The Ministry of Defence has addressed the use of artificial intelligence (AI) in relation to the UK’s nuclear capabilities, following a written question from James Cartlidge, Conservative MP for South Suffolk.
Cartlidge sought clarification on whether AI has been used to support routine operations or inform policy decisions regarding the UK’s nuclear capability.
In his response, Defence Minister Luke Pollard stated that the “delivery of defence capabilities enabled by artificial intelligence (AI) will be ambitious, safe and responsible.” He noted that research is actively underway to “identify, understand, and mitigate against risks of applying AI for sensitive defence affairs.”
Pollard stressed that routine nuclear deterrence operations are “conducted in accordance with the highest standards and controls.” He further reassured that “regardless of any potential application of artificial intelligence in our strategic systems, we will ensure human political control of our nuclear weapons is maintained at all times.”

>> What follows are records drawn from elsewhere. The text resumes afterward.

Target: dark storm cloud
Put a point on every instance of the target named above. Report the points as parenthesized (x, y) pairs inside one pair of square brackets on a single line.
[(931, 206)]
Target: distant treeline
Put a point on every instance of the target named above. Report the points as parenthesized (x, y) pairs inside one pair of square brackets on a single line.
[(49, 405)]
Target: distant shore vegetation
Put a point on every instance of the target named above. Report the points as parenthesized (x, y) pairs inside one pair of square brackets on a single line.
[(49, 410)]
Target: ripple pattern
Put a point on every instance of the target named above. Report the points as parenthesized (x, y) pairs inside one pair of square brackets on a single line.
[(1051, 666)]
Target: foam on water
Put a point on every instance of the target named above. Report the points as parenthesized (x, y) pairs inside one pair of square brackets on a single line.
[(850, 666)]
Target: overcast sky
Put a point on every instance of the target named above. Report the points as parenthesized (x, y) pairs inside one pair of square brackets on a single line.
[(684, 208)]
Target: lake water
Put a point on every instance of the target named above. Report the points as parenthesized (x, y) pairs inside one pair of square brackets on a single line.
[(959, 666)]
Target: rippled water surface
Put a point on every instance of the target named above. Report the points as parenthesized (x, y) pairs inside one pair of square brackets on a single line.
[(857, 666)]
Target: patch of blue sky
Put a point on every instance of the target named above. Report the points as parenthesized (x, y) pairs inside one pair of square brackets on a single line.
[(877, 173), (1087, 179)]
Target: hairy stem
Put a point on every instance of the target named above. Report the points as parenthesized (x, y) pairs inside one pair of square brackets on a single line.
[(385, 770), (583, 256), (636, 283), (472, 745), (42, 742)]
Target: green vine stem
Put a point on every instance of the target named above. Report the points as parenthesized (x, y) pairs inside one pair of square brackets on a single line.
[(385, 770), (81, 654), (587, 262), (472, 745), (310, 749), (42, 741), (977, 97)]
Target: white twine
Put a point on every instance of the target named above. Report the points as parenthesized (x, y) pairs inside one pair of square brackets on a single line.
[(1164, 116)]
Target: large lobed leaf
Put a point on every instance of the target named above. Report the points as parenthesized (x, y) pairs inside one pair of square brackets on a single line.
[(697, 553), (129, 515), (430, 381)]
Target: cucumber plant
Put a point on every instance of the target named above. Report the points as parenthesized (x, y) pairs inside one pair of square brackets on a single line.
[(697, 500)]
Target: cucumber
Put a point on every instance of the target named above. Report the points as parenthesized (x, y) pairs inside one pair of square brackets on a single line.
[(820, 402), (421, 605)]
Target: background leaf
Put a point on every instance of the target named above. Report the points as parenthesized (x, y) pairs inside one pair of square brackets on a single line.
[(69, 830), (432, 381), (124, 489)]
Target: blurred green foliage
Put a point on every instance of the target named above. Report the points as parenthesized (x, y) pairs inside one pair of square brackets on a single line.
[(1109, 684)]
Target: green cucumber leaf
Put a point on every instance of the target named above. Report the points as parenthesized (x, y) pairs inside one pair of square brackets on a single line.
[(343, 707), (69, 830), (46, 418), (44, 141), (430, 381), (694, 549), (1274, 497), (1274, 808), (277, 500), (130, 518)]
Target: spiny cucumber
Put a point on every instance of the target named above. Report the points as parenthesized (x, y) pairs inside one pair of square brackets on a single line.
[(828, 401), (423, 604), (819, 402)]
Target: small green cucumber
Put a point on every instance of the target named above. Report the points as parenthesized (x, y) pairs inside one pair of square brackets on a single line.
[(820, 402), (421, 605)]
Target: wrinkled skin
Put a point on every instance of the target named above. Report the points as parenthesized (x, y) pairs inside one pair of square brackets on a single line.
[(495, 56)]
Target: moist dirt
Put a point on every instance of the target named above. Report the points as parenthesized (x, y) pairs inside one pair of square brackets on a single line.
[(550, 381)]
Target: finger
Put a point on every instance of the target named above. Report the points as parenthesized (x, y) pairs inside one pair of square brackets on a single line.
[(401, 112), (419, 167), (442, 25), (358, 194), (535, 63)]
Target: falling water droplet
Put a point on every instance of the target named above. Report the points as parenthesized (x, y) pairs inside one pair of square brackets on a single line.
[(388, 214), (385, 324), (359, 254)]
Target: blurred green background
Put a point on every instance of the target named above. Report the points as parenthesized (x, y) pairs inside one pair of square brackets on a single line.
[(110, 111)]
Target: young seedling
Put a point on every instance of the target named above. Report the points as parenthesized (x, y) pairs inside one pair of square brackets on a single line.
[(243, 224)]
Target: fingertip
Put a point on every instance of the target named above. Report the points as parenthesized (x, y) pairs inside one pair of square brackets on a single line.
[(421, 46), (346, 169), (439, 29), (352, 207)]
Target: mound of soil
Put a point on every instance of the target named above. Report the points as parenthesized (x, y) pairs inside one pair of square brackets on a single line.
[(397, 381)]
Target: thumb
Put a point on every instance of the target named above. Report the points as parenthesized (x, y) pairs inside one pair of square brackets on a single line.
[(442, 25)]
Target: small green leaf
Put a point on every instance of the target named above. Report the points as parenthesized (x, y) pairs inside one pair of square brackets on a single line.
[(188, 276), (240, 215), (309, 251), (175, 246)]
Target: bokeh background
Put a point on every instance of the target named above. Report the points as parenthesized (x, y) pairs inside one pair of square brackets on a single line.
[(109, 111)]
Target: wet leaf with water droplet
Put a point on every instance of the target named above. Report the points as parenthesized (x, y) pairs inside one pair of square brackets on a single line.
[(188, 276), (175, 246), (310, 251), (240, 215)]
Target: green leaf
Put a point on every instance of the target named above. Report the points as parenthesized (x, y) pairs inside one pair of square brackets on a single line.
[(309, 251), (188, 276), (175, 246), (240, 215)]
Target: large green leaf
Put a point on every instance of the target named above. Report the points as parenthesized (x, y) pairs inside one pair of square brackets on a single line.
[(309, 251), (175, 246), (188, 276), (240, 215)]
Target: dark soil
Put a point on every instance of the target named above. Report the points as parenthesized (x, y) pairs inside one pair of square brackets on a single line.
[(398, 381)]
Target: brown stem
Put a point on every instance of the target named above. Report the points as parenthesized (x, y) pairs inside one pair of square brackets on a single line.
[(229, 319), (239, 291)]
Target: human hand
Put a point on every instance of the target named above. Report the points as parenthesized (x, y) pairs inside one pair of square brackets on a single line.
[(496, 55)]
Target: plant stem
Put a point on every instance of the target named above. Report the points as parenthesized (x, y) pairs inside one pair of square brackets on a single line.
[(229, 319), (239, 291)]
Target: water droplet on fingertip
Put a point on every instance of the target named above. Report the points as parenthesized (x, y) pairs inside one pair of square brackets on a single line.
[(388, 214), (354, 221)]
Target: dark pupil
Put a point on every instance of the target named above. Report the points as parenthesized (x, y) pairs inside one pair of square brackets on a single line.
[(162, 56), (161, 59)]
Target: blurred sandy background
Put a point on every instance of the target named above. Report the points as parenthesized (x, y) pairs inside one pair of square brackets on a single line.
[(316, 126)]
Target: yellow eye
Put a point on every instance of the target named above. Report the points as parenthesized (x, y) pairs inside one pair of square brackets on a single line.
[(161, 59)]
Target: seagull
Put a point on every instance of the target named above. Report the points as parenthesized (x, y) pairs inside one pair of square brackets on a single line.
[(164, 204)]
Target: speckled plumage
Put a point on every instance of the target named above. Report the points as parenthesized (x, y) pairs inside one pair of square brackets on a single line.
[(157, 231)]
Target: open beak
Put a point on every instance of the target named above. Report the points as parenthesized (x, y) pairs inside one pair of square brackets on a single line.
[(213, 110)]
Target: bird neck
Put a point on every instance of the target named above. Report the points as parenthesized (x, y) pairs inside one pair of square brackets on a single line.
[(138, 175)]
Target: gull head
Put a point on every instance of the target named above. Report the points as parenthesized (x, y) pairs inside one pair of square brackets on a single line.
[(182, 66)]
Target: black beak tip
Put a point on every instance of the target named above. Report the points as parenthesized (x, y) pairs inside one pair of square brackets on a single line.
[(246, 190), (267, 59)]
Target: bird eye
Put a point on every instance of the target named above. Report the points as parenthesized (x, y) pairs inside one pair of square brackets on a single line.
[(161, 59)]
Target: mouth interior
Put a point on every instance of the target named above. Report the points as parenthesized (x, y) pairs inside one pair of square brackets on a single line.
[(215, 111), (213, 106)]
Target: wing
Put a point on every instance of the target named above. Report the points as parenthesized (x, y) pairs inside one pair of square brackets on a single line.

The response underscores the MoD’s commitment to maintaining human control over nuclear weapons, regardless of technological advancements in AI. This principle is aligned with longstanding policies to ensure that decisions involving nuclear force remain under direct political authority.
Pollard also indicated that further details on AI applications within the nuclear domain would not be disclosed, as doing so “would prejudice the capability, security and effectiveness of the Armed Forces.”
Do you want to play a game?
The old ones are the best.. it’s funny that 40 years later it’s now a serious question.
AI involved in nuclear weapons… It’ll launch all our nukes to start WW3 and then mobilise drones to hunt down Sarah Connor!
Depressing how mainstream the confusion between LLMs and general intelligence is.
It’s like seeing people ask if their phone’s autocomplete will have the authority to launch the nukes.
Obviously work on other forms of AI, such as for swarming, is ongoing but the advancements in that area are mostly separate from the language model based systems that we’re familiar with now.
I think it’s because we don’t actually know what a general intelligence really is. The truth is we still don’t really know how the human mind works and what consciousness is… we have not even truely answered some basic questions like what the hell is sleep and really why do we do it especially rem sleep..we know that without it’s for some reason essentially our consciousness collapses in a heap of goo and we die.. but really how it works..we are in the dark..we have structures in the brain we really have little idea on .. even the structures we have some good idea on like the hippocampus we really struggle with the how..so how it complies all the elements of memory from different parts of the brain and gives it emotional context ( like some form of emotional date stamp) we really don’t know.. just that it does it.
So really we struggle with a true definition because we still truely struggle with how and why our own consciousness truly works. But one thing we do know is that for a high order consciousness like a human being..a fundamental requirement is to recognise, generate and manipulate language.. so these LLMs are a first step, but a very very long away from what true consciousness is..
But to be honest I think an artificial general intelligence is a way away..in reality to get a true General intelligence Neuromorphic computers are going to have to come a step forward yet. The latency issue is the killer for normal computers and the neuromorphic computers are still bound by it so even the best are only at 130-250 billion synapses..vs the human brains 800 trillion.. so around 3200 times more in the human brain, but as you build in more synapses so latency starts to works against you.